High Performance IoT Service

Recently we developed a highly scalable system for capturing data sent from IoT devices. The challenge was to develop a very low latency and fault tolerant system that could support the C10K type loads that are typical for IoT services, and get close to real time dashboards that would present the state of the various types of devices that were transmitting data.

A few basic assumptions were made when we developed the system, which more or less mirror the classic principles propounded by Joe Armstrong when he developed Erlang:

A container (all components of the distributed system are deployed as docker containers on kubernetes) can die at any time. It should result in no data loss.
IoT devices due to their sheer number will always send data at a faster rate than databases can store them.
A front-end writer will write data faster than the corresponding back-end writer can. Hence there is a need for persistent buffers to ensure no data loss.
Asynchronous fault-tolerant systems are needed to ensure that eventually all the data gets stored, analysed etc. without causing any response/latency issues to the transmitting IoT devices.

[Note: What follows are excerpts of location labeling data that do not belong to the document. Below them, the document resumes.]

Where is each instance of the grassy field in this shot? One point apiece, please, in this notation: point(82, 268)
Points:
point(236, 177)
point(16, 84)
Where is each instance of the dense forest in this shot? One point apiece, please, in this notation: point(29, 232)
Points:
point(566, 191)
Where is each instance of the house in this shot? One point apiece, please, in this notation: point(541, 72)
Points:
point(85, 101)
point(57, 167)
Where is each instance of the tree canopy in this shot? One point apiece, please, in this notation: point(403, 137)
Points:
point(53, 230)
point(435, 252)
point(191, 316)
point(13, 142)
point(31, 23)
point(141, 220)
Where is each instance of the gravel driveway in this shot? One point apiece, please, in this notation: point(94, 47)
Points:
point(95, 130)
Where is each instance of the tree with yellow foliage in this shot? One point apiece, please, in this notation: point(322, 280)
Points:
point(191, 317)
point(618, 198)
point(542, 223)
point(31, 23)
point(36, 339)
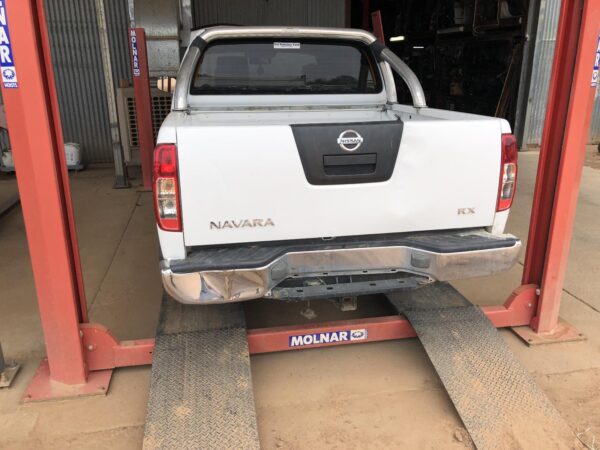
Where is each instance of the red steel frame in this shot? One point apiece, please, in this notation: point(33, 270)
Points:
point(81, 355)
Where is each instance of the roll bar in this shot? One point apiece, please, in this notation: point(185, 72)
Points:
point(191, 58)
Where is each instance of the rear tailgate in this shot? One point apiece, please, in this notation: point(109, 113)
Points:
point(251, 183)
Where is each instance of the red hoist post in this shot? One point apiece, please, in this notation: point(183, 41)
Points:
point(80, 355)
point(143, 101)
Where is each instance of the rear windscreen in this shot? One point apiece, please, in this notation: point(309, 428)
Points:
point(286, 67)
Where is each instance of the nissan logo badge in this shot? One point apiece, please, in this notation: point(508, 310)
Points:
point(350, 140)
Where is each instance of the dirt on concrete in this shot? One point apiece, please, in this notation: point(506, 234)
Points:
point(379, 395)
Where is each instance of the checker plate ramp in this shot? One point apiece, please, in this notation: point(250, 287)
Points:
point(201, 389)
point(498, 401)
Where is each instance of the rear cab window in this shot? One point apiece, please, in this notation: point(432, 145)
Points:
point(286, 67)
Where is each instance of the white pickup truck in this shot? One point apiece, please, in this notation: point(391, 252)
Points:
point(288, 170)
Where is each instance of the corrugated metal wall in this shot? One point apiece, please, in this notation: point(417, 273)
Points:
point(540, 77)
point(78, 70)
point(324, 13)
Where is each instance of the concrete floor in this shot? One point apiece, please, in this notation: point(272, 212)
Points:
point(380, 395)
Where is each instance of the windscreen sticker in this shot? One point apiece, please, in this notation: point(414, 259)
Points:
point(328, 337)
point(596, 70)
point(135, 58)
point(7, 63)
point(286, 45)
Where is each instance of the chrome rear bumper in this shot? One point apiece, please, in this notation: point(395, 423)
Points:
point(234, 285)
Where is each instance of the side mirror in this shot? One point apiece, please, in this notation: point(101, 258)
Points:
point(166, 84)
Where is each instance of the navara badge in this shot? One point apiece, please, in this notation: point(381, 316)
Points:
point(350, 140)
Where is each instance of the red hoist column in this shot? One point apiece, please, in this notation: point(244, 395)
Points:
point(143, 101)
point(80, 356)
point(570, 103)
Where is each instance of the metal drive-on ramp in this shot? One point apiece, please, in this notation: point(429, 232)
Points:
point(498, 401)
point(201, 389)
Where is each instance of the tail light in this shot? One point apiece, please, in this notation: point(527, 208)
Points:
point(508, 172)
point(166, 187)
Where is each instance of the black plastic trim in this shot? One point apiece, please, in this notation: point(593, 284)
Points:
point(318, 149)
point(247, 256)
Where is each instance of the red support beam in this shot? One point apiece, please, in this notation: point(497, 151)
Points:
point(518, 311)
point(562, 153)
point(43, 188)
point(143, 101)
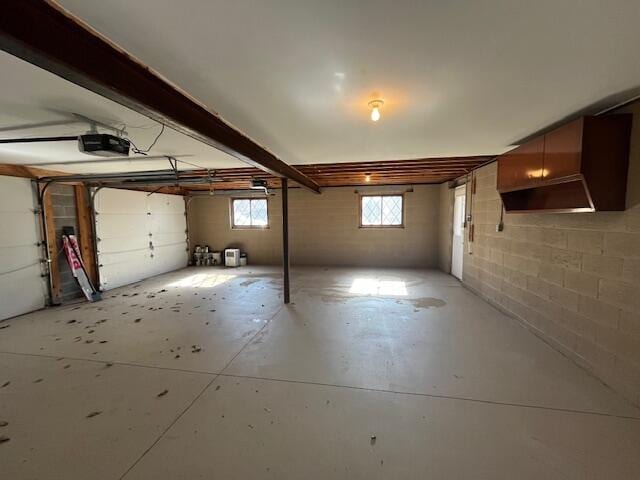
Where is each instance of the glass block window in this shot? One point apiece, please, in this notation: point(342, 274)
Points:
point(249, 212)
point(381, 210)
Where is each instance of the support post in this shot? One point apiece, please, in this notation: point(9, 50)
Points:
point(285, 238)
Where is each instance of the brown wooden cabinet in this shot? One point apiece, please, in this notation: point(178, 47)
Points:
point(522, 164)
point(578, 167)
point(563, 151)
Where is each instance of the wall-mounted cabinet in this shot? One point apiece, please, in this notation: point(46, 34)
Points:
point(579, 167)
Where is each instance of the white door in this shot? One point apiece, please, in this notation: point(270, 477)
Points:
point(22, 287)
point(457, 250)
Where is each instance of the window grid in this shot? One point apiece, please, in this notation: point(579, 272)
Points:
point(381, 210)
point(249, 213)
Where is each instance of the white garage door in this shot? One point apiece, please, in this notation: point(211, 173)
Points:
point(22, 287)
point(139, 235)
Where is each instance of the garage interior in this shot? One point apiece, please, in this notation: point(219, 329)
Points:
point(303, 239)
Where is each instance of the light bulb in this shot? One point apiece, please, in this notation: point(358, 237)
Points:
point(375, 109)
point(375, 114)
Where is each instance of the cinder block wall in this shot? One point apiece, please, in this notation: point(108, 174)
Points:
point(324, 229)
point(574, 278)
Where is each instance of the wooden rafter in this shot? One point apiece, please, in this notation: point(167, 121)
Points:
point(43, 34)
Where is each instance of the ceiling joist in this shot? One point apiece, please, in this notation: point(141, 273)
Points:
point(45, 35)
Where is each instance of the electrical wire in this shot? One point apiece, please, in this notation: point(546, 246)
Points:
point(144, 152)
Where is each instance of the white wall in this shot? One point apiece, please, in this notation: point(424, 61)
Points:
point(22, 288)
point(139, 235)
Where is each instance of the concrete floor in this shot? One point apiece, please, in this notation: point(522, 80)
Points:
point(376, 374)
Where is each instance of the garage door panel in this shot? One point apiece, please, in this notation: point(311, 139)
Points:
point(168, 239)
point(125, 253)
point(22, 291)
point(167, 223)
point(162, 204)
point(18, 257)
point(121, 226)
point(117, 245)
point(121, 202)
point(22, 287)
point(18, 228)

We tested a few popular technologies such as service->kafka->consumer->databases, service->redis->consumer->databases etc. and eventually settled on a very lightweight and highly scalable architecture that uses PMDK (persistent memory development kit) along with ZeroMQ to provide the best combination of very low latency, easy maintainability and scalability. In addition this simplified our software stack as we did not need to deploy and manage external complex systems like kafka, zookeeper, redis etc.

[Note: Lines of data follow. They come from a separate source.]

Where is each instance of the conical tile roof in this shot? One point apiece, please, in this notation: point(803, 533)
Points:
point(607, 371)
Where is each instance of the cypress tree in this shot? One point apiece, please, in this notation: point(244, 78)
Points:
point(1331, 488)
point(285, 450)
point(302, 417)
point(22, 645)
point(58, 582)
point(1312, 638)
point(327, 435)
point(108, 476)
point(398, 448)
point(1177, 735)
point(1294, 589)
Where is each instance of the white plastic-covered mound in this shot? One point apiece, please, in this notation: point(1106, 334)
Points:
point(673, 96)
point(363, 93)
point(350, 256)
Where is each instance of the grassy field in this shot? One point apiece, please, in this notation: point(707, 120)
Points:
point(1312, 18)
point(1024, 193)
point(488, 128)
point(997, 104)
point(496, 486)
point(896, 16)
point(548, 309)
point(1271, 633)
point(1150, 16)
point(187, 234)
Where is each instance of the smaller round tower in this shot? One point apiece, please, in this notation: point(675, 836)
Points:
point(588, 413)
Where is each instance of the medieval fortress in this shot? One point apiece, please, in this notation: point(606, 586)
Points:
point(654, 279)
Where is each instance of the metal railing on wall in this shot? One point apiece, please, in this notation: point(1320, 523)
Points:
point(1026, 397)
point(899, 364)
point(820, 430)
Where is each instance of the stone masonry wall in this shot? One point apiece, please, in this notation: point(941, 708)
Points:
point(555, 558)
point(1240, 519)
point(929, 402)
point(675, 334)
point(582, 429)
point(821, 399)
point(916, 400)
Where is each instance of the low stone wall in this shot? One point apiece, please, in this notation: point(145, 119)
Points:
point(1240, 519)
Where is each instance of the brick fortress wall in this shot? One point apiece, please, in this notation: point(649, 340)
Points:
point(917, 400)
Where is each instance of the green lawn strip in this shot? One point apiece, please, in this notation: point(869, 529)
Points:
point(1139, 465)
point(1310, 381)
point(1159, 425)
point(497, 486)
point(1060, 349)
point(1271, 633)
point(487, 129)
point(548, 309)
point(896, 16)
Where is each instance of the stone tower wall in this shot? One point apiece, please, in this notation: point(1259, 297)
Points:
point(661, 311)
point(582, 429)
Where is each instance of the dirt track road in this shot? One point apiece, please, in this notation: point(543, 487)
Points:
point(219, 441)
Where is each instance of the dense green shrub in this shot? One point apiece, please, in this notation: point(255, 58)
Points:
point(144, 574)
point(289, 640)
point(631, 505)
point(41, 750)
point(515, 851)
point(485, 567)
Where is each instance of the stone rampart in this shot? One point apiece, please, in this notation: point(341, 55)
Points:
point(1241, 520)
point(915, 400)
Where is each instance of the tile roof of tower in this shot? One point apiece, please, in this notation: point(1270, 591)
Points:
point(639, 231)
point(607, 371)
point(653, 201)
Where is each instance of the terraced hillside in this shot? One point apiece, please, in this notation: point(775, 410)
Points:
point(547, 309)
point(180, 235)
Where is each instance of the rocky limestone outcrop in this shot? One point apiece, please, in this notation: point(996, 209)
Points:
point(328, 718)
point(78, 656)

The following high level diagram (intermediaries such as load balancers, VPC's etc omitted for brevity) illustrates the high-level architecture for the system.

Web Service

The web service is a Boost.Beast based web socket server that easily supports C10K type loads from the IoT devices. IoT data received by the service is stored to a local persistent memory queue implementation (small size, which may be replaced with a circular buffer implementation). This ensures that we can acknowledge writes in the quickest and safest way (pure memory would be quicker, but not as fault tolerant).

Front End Queue Monitor

Front end queue monitors are deployed on the same containers as the web services (a single dedicated thread on the same application). The monitor polls and picks up (via peek operation) data from the head of the queue, and writes them to a ZeroMQ Dealer socket which is bound to a front end router. Once the data is written to the socket, the queue entry is removed (via a pop operation). Prometheus gauge metrics are maintained for the size (number of unconsumed entries) of the queue, to give us quick insights into any hot spots or issues with the entire pipeline.

Middle Tier

The front end router receives messages from the front-end dealers, and saves them to another local persistent memory queue (larger queue as this tier operates on the fan-in model). This ensures that we do not run into messages being dropped on the front-end dealer sockets due to back pressure. Another queue monitor picks up messages from the head of the queue and publishes them to a ZeroMQ publisher/radio socket. Note that we have tested radio sockets, but have decided to hold off on using them till they become mainstream.

A subscriber/dish also makes the data available via another web socket service for client applications (web, mobile etc) that are interested in following real time events published by specific IoT devices. It is possible to have this on the ingress into the system, however for most practical purposes the raw IoT data is not of much use. The data needs to be enhanced with additional context information which is available when preparing the denormalised version of the data for storage into the appropriate datastore.

Storage Tier

The storage tier handles saving the data to various data stores. Data is stored in big data databases, denormalised data lakes, time series databases etc. The denormalised data stores are primarily meant for offline analysis of the data for data science purposes. The time series database (Akumuli) is used to create more interesting near real-time dashboards (via Grafana) that zoom in on groups of devices filtered by geographic location, are of similar type/class etc.

Acknowledgements

Most of the work for the system was done by the huge open source community. The entire work was done by just one person (me) working on my free time. Working on and testing (load/soak/stability/scalability) such a system was a very rewarding experience by itself. Still, there is not that much code that I had to write, since most of it was written by other people. In particular, I would like to thank the following communities:

ISO C++ committee. They really have made C++ development so easy and quick. And the features just keep coming, at a rate that is much faster than compiler vendors and developers can match.
Intel for PMDK. Really hit the sweet spot for speed and fault-tolerance.
ZeroMQ. Newer alternatives such as nanomsg and nng do not seem to be as stable or production ready. Other than these, no other current technology (kafka, nats, redis streams, nsq, …) can match the performance and simplicity.
Boost. Lot of people do not like it for its sheer size. We use only the header only parts of boost, and have always managed to keep our docker images to under 20Mb.
Akumuli. Needs a lot more work especially on the documentation side, and the ability to store data in anachronistic order. Still, gives excellent performance and is easy to use.